CommonSense Robotics, an Israeli startup, offers an automated solution for retailers that are looking to meet customer expectations on demand. As retailers compete with one another on same-day delivery, CommonSense Robotics offers a solution to deliver online orders within an hour. How does it go about this task? Hundreds of robots are present in micro-fulfillment centers in dense urban areas to make the speed of such local delivery possible. Retailers can take this space on a pay-as-you-go service that offers flexibility in renting depending on dynamic customer orders from various locations. Fulfilling orders within 1-2 miles of where a customer stays can help resolve the last-mile delivery challenge that most retailers face.
Major Israeli retailer Super-Pharm is able to serve hundreds of customers daily through CommonSense Robotics’ operating site.10 Imagine when such a micro-fulfillment center is in every neighborhood of a retailer’s customers. Hours would definitely be cut down into minutes.
6. Closing the feedback loop
However, improving each step of the customer journey through innovative technologies is not the full picture. One of the main advantages that digital has over physical is the ability to rapidly test new designs and propositions to consumers. In some cases, testing hundreds of different website layouts a day.

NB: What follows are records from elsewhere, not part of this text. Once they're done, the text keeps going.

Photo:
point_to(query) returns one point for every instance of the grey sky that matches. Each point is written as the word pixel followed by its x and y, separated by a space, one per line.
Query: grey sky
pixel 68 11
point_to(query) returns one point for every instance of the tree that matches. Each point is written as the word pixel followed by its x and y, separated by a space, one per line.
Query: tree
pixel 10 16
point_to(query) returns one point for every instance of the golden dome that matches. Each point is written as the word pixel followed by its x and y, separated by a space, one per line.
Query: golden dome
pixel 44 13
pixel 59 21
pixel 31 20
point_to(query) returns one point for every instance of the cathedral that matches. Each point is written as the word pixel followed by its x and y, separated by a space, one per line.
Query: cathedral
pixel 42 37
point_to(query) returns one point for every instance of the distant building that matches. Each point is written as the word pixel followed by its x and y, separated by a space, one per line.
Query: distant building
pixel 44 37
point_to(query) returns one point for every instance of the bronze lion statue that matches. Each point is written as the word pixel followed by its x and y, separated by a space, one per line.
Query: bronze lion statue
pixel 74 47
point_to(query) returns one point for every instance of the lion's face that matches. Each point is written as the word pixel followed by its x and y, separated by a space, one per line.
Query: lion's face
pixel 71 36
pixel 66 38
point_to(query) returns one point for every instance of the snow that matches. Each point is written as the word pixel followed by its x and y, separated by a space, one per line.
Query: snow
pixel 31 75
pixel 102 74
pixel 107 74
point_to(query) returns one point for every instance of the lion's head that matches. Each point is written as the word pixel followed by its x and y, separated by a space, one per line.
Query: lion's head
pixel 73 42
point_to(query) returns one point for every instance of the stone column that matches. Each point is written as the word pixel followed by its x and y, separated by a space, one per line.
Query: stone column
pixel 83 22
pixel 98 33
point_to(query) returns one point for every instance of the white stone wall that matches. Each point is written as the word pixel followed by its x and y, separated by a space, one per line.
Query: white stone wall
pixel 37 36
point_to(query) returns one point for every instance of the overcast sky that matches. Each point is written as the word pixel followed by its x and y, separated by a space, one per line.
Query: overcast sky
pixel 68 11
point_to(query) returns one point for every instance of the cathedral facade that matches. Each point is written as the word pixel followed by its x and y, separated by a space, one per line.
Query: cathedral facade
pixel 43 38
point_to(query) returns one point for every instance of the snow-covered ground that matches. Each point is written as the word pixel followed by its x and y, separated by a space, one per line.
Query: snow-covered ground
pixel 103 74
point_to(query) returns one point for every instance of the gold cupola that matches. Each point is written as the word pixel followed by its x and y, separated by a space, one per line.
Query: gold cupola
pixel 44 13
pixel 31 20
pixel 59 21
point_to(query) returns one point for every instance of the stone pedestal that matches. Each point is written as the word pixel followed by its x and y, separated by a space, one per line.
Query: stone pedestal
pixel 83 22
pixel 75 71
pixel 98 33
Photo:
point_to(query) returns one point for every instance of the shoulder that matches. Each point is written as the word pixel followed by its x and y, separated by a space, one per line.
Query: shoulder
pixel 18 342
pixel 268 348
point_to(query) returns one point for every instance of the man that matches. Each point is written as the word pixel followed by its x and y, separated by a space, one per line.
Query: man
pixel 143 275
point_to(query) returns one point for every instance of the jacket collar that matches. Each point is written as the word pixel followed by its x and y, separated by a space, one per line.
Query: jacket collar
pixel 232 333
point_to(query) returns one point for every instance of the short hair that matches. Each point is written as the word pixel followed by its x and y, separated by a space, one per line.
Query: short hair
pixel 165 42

Coordinating such tests across a network of physical stores is challenging, and expensive, requiring head office designers to work with each store team to set up new store layouts and then track their performance. Yet a new innovative company has come to the rescue here as well.
Yoobic is a retailer mobile app that digitizes operational processes and helps head office designers collaborate with store associates on-the-go. It enables new designs or store layout suggestions to be sent to store associates, who can then also send photos and data back on the effectiveness. The system also encourages fun and engaging gamified challenges for associates to compete and outperform other stores in a network. Tracking team performance and incentivizing top performers inspires confidence among store associates.
Tools such as this can close the loop on physical and digital channel management. A physical retailer with the ability to identify customers, personalize offers, sell and delivery quickly, as well as track and modify their store layout, will have all the tools that have made digital retail such a success. Those retailers who can master using these across both channels will be able to accelerate their growth ahead of their competitors.